Biopolymers are biodegradable and biocompatible materials obtained from renewable sources. These polymers could have an increased impact in consumer or health applications, given a larger, more flexible range of physical properties. Targeting enhanced properties through the design of organic-inorganic hybrids requires novel synthesis routes. An in-situ polymer composite that differs from hybrids generated by simple mixing of the organic and inorganic phases has been demonstrated here. A known ring opening polymerization catalyst was supported within the channels of mesoporous hosts (e.g. MCM-41). A combination of elemental analysis, solid-state nuclear magnetic resonance, surface area, and microscopy experiments indicated that the stannous octoate catalyst was supported inside the host channels, and that a charged framework is not required for its incorporation.
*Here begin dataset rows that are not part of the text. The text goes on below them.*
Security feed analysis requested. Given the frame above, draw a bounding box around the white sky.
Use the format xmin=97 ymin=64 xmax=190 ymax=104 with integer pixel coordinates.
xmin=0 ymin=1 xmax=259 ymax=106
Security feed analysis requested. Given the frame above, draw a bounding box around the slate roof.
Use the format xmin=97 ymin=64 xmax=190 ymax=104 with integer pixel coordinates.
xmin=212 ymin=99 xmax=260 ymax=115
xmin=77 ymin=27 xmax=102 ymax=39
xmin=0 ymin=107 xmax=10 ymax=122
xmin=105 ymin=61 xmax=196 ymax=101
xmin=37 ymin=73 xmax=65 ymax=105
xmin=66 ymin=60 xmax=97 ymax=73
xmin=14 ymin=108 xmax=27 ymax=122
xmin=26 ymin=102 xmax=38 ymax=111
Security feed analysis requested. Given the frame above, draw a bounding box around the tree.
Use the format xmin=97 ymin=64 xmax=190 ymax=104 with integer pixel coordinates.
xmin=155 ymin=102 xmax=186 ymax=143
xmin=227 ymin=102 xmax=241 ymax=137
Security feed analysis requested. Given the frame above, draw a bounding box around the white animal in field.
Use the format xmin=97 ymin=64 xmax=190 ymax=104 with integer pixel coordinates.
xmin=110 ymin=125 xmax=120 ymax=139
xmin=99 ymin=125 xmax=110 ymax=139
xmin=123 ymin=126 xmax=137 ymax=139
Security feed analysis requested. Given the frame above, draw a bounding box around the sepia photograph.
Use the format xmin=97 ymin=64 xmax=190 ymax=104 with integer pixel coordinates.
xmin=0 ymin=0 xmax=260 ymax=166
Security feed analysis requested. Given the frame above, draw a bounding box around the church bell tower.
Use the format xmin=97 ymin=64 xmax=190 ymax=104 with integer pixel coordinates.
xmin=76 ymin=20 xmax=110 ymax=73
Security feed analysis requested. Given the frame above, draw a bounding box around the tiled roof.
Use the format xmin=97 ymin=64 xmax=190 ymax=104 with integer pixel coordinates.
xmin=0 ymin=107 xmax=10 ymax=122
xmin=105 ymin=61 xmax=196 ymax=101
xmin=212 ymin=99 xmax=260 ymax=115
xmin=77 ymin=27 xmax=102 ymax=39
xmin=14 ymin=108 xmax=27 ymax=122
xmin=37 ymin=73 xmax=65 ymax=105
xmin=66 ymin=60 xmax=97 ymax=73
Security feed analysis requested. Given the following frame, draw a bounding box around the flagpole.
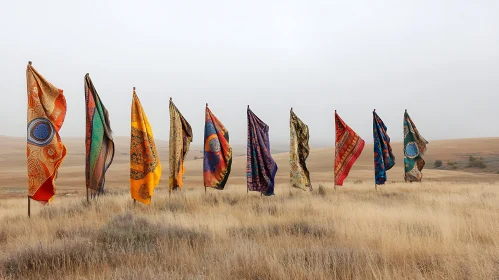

These Sn(Oct)2 supported mesoporous catalysts were used to prepare poly(d,l-lactide) composites. Multiple experiments, including solid state NMR, BET nitrogen adsorption, and calorimetric analysis, gave evidence that the resulting polymer forms inside the host channels. In this way, a biopolymer which grows out of the crystallites is generated in-situ. Additionally, the acid catalyzed condensation polymerization of lactic acid with micro/mesoporous materials was investigated. Results indicate that Al-SBA-15 is a potential catalyst for improved composite synthesis, and are suggestive of higher molecular weights and no residual metal catalyst.